2 Der Satz liegt in vielen unterschiedlichen Varianten vor. Für eine Auflistung siehe Gutekunst 1995, 130 (Nr. 4.4). Auf Horusstele CG 9401 steht: „die dich die Majestät des Vorstehers-von-Letopolis gelehrt hat“. Auf weiteren Horusstelen ist es leicht entstellt (Horusstele CG 9402, Horusstele CG 9405, Horusstele CG 9409). Auf der Statue des Djedhor steht: $sbꜣ n=k ḫr ḥm n.j Ḫntj-Ḫm$: „qui te fut enseigné auprès de la Majesté du Premier de Létopolis“ (E. Jelínková-Reymond, Les inscriptions de la statue guérisseuse de Djed-ḥer-le-Sauveur, Bibliothèque d’étude 23 (Le Caire 1956), 59). Die Version der Metternichstele könnte als: „die Majestät des Vorstehers von Letopolis hat dich belehrt“ emendiert werden. C. E. Sander-Hansen, Die Texte der Metternichstele, Analecta Aegyptiaca consilio Instituti Aegyptologici Hafniensis 7 (København 1956), 54 übersetzt nach Emendation zu: „den dich dein Bruder Ḫntj-ḫm gelehrt hat“.

3 Für andere Versionen siehe Gutekunst 1995, 132 (Nr. 6.11). Hier steht die Kartusche für rn: „Name“ und bedeutet, dass an dieser Stelle der Name des Begünstigten eingetragen werden muss.

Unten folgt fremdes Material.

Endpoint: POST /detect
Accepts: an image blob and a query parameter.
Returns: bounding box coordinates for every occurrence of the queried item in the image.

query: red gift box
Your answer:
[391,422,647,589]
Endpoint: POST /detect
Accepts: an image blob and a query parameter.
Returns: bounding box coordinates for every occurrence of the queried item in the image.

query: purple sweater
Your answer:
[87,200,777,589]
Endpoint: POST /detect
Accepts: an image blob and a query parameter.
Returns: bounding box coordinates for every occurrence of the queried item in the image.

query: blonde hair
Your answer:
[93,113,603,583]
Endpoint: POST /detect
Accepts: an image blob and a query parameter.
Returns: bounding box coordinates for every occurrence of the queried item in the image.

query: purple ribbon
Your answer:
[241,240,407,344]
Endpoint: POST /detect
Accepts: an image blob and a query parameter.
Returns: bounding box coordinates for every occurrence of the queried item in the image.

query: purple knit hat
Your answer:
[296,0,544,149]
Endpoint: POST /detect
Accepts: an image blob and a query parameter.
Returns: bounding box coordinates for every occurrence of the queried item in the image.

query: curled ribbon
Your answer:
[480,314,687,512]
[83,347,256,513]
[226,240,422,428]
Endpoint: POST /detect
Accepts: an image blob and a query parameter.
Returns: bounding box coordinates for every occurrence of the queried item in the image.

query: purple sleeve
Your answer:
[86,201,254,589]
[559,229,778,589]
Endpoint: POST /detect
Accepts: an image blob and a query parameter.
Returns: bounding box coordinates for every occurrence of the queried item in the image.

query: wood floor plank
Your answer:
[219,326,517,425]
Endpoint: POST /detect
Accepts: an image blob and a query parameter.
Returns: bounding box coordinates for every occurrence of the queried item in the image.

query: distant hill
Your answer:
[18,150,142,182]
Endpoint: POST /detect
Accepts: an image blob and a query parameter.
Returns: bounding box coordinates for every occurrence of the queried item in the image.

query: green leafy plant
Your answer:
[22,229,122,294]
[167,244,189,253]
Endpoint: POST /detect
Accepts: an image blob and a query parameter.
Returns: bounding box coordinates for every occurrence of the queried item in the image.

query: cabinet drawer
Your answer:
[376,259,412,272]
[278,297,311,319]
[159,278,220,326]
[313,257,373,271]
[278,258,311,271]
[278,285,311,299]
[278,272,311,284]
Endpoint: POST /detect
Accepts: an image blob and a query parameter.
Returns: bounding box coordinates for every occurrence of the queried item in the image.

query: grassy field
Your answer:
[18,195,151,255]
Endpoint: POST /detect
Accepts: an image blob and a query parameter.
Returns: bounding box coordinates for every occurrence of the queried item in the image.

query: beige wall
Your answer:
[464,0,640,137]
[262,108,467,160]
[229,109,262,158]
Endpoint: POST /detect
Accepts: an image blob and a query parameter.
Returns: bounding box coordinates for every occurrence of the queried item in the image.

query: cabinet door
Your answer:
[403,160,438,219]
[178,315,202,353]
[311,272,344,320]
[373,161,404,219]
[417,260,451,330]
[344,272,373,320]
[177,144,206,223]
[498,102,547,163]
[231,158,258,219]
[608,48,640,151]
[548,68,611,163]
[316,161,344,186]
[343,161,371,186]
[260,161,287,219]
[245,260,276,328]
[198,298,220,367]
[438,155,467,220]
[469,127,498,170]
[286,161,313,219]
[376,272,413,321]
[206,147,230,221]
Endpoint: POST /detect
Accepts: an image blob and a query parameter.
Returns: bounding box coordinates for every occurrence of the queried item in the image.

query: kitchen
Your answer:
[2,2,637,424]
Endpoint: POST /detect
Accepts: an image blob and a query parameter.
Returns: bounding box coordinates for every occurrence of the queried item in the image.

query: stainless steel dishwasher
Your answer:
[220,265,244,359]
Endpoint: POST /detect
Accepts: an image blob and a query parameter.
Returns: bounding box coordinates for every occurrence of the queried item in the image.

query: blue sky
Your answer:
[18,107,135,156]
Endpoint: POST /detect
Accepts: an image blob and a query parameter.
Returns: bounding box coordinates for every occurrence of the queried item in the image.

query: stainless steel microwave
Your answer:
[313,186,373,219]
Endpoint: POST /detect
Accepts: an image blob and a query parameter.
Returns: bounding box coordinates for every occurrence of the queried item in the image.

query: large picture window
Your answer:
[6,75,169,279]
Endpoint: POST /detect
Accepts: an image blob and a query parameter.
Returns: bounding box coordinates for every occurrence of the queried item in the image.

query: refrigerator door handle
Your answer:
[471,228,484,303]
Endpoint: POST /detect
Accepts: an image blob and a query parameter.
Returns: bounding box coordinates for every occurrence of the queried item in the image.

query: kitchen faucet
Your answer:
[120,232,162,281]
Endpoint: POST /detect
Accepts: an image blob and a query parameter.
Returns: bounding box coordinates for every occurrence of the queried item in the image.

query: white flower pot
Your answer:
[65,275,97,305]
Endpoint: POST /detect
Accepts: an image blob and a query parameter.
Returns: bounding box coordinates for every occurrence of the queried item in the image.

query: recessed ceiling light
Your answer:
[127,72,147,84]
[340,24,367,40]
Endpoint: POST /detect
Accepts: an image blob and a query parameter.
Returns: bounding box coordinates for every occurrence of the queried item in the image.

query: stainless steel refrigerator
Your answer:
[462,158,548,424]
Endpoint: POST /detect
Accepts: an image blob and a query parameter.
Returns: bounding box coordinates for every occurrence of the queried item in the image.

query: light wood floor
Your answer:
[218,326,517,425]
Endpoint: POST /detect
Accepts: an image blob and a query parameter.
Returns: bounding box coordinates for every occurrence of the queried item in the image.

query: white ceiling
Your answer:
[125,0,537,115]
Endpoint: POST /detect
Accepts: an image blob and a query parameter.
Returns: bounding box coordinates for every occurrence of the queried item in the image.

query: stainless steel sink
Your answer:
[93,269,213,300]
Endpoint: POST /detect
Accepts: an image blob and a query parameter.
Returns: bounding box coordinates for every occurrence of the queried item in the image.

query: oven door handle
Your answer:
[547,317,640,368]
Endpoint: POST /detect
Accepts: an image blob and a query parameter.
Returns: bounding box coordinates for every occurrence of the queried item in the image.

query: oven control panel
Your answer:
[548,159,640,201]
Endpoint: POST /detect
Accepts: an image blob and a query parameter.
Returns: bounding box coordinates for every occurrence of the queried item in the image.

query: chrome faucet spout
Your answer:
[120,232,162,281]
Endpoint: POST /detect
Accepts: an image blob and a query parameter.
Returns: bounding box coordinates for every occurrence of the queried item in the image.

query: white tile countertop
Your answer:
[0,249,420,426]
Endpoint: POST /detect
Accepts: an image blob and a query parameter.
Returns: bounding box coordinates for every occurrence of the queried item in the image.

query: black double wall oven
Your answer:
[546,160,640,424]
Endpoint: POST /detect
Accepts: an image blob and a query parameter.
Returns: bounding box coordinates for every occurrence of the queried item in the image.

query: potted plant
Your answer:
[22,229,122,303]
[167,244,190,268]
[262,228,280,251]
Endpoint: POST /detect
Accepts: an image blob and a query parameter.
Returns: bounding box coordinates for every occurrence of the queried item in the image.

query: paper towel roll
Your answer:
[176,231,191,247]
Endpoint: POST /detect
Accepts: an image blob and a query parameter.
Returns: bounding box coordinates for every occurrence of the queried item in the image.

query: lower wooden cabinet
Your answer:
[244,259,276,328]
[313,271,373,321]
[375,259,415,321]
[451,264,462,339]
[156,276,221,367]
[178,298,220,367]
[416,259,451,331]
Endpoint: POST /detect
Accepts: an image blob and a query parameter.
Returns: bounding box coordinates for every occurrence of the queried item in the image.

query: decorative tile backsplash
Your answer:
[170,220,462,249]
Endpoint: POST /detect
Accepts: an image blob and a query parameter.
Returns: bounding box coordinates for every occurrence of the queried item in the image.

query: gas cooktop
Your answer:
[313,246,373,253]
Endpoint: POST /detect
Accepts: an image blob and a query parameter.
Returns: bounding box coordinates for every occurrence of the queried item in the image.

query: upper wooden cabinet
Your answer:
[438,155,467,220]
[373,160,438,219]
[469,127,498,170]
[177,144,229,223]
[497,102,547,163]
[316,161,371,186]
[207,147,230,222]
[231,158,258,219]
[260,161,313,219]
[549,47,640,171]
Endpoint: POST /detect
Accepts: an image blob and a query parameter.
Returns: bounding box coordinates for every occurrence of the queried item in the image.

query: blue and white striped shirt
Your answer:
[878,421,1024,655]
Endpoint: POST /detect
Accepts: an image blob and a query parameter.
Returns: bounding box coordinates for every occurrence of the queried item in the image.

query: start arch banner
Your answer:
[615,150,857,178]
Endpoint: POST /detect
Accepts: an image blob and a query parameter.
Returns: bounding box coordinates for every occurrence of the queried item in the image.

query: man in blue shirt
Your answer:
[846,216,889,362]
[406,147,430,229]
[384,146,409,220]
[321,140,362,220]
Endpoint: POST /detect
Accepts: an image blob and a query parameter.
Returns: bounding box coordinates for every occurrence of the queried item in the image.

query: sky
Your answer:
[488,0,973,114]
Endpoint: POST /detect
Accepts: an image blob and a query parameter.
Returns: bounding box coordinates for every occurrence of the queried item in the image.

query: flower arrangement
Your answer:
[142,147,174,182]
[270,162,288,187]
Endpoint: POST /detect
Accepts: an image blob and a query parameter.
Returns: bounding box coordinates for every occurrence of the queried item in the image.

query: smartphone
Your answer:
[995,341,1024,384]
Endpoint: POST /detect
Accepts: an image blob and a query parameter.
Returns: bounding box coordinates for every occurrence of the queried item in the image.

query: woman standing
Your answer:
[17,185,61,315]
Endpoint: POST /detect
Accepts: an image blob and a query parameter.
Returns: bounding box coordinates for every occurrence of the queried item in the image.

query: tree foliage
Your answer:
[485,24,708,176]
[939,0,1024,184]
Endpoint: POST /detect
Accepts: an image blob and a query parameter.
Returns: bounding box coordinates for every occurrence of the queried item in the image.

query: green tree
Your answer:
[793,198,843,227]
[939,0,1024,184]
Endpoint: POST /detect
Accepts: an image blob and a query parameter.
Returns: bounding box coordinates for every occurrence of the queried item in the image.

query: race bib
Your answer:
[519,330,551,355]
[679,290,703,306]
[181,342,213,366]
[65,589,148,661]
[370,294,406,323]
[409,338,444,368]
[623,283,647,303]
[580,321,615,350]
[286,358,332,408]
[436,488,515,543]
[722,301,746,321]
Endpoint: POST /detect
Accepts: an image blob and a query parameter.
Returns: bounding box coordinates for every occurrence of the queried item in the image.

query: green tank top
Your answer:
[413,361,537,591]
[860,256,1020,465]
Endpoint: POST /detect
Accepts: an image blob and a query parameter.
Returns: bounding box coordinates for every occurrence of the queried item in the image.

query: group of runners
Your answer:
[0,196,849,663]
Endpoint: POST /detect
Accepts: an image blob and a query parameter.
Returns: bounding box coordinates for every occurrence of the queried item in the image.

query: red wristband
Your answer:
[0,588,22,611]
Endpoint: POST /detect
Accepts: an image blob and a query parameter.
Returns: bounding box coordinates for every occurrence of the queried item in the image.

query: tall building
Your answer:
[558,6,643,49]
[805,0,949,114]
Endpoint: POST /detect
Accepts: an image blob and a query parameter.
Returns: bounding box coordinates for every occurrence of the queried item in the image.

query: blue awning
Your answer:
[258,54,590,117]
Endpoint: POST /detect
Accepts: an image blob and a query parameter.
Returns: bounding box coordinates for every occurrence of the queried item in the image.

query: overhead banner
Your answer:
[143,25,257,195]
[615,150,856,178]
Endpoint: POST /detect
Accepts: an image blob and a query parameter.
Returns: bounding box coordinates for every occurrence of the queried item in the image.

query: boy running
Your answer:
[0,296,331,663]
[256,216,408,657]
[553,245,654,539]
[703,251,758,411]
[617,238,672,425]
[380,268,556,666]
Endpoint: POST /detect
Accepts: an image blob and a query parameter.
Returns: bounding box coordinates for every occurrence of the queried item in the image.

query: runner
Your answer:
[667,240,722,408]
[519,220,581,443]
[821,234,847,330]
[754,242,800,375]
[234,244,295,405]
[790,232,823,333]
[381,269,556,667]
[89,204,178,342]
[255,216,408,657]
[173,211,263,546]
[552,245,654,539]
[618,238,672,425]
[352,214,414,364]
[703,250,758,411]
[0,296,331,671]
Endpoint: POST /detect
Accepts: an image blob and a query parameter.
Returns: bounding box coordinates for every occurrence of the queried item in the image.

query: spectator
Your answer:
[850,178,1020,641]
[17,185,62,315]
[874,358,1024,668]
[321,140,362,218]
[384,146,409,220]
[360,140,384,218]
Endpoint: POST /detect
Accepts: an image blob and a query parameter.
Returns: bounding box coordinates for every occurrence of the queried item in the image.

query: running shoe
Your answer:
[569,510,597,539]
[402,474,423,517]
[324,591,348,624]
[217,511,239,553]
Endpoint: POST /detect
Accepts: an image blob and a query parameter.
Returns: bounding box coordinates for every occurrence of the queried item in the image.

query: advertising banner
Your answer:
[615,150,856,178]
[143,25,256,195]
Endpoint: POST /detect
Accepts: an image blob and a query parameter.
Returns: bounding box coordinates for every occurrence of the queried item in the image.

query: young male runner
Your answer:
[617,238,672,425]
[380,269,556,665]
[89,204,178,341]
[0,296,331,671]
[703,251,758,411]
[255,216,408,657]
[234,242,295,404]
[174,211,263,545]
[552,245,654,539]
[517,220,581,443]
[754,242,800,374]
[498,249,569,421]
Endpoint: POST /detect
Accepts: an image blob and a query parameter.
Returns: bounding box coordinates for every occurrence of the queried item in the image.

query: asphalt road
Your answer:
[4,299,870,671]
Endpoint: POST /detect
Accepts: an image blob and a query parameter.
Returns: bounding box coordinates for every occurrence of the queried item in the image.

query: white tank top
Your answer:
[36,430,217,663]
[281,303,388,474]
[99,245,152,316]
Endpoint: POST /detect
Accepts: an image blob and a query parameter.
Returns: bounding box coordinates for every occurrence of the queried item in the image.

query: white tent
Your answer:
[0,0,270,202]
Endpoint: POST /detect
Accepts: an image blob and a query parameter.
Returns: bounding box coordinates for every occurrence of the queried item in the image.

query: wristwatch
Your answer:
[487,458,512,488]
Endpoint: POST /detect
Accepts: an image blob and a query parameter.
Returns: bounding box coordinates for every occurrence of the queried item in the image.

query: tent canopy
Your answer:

Auch an zwei späteren Stellen im Text findet sich rn in dieser Funktion.

4 Normalerweise steht hier „Mögest du für mich ...“, aber auch im nächsten Satz wird die 3. Person Plural verwendet.

5 G. Takács, Etymological dictionary of Egyptian. II. b-, p-, f-, Handbuch der Orientalistik I 48.2 (Leiden 2001), 564; J. Osing, [Review:] G. Takács, Etymological dictionary of Egyptian. II. b-, p-, f-, Handbuch der Orientalistik I 48.2 (Leiden 2001), in: Bibliotheca Orientalis 60, 2003, 551–569, hier: 568: „verlachen”; J. Osing, Das Grab des Nefersecheru in Zawyet Sulṭan, Archäologische Veröffentlichungen 88 (Mainz am Rhein 1992), 48, 53, Taf. 35 (Z. 22).

6 Für andere Versionen siehe Gutekunst 1995, 137–138 (Phrase 6.9).